Talking to myself a little this morning about what I watched last night from the Cubs. No, not the blowout loss (we’ll get to that … ), but instead the start from top Cubs pitching prospect Caleb Kilian.
I can’t say that an outing like last night’s is useless for a pitcher like Caleb Kilian – you already know the story there, as there are things young pitchers learn about themselves, about mechanics, about weather conditions, about the relationship between all of those things and big league batters, etc., etc. So don’t take anything I say as me contending Kilian’s start means he’s suddenly terrible. We know better than that, and we’ve seen this process play out for loads of other very good young starting pitchers (mostly in other orgs … ). There are clunkers.
You knew there was a however coming, right?
However, I do think it’s OK to feel – as I do – disappointed that we saw a clunker of THAT type, to THAT degree, THIS early. It’s one thing to be off at the margins, or to be ambushed by big leaguers who have a better plan. But for a guy who usually has excellent command to not even have control like that … to be able to see clearly, as a layperson, that his mechanics were funky … well, that’s more bothersome. Admittedly, maybe part of that is just old fashioned cognitive dissonance, since I really WANTED to enjoy last night’s start by a top prospect. We don’t get much else right now.

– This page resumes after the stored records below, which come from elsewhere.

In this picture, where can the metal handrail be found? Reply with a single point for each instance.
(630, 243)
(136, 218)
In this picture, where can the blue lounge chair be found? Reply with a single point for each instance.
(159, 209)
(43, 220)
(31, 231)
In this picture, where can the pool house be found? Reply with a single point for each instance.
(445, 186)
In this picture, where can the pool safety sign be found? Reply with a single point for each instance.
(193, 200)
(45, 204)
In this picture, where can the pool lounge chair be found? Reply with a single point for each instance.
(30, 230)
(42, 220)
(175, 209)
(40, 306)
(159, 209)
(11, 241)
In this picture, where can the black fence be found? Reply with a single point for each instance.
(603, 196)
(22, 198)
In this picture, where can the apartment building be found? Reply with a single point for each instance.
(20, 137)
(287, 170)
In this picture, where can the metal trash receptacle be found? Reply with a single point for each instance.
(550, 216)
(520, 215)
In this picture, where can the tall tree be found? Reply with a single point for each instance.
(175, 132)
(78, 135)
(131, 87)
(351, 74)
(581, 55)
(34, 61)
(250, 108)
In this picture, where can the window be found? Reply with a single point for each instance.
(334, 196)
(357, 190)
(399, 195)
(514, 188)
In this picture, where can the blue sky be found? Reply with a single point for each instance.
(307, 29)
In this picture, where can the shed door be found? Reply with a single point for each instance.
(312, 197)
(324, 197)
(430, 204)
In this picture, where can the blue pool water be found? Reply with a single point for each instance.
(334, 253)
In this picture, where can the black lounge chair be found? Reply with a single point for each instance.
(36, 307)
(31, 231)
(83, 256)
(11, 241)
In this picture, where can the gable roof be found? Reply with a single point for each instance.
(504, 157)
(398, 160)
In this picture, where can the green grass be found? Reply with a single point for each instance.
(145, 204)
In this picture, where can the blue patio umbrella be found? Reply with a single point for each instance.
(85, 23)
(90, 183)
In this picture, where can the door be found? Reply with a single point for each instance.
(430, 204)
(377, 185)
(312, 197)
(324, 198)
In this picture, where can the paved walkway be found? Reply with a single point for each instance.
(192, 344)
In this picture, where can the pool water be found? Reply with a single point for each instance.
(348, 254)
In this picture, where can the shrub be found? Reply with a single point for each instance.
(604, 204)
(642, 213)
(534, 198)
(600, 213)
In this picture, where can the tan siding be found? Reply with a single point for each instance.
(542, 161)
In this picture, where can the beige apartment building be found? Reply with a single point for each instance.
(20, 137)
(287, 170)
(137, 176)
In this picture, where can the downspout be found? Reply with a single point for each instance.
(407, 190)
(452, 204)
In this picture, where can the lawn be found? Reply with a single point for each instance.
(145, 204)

It sure was messy, though:
Again, it doesn’t necessarily MEAN anything going forward, and maybe there will be more long-term value from it. But I didn’t expect to see Kilian, in particular, have such an extreme outing of no control. Doesn’t really seem like a primary risk factor for him, so when you do see it, you are put a little more on alert, if that makes sense.
(You know it’s not a great night when the highlight package for a pitcher starts with a bullet lineout to first base to end an inning in which the pitcher has already given up two runs. (One more parenthetical while we’re here: hard to know the exact impact of the extreme heat and humidity, relative to Kilian possibly using a version of the baseball he’s less used to – for example, has he been using the pre-tacked ball all year at Iowa?))
For his part, Kilian confirmed how it looked from the outside, in terms of what was going wrong.
“Today just didn’t feel normal at all,” Kilian said after the game, per NBC. “Felt like I was way out of whack, not in sync …. I think I was trying too hard. I was trying to aim it, trying to throw it to a certain spot instead of just being aggressive and let it rip. Once I started getting the tempo up and having an attack mindset, I was able to command a little better. But I just didn’t have my sharp stuff.”
Kilian added that failures are an opportunity to learn, which is really about all you can let yourself linger on after an outing like that.
A good place to leave this, I think, is an important related reminder from Cubs pitching coach Tommy Hottovy about the value of Kilian now staying up to make at least another start or two (via the Sun-Times): “Getting to spend time with him, talk to him between outings and spend four days with him to see how his routine is, all those little things — I think we’re even more excited than just watching the game [about] getting to have that one-on-one time with him as the season goes on.”
It’s one thing for the Cubs’ big league staff (and trainers, and catchers, and other pitchers) to be working with Kilian from afar, but when he’s actually there, with the big league crew daily, a lotta good development can happen if you’re doing it right.
This is all about getting Kilian into a good place to be a key member of the 2023 rotation. Sometimes I have to remind myself of that, even though I think it’s completely fair for me to want to enjoy the starts we get to see from him this year. Maybe the next one will be more enjoyable.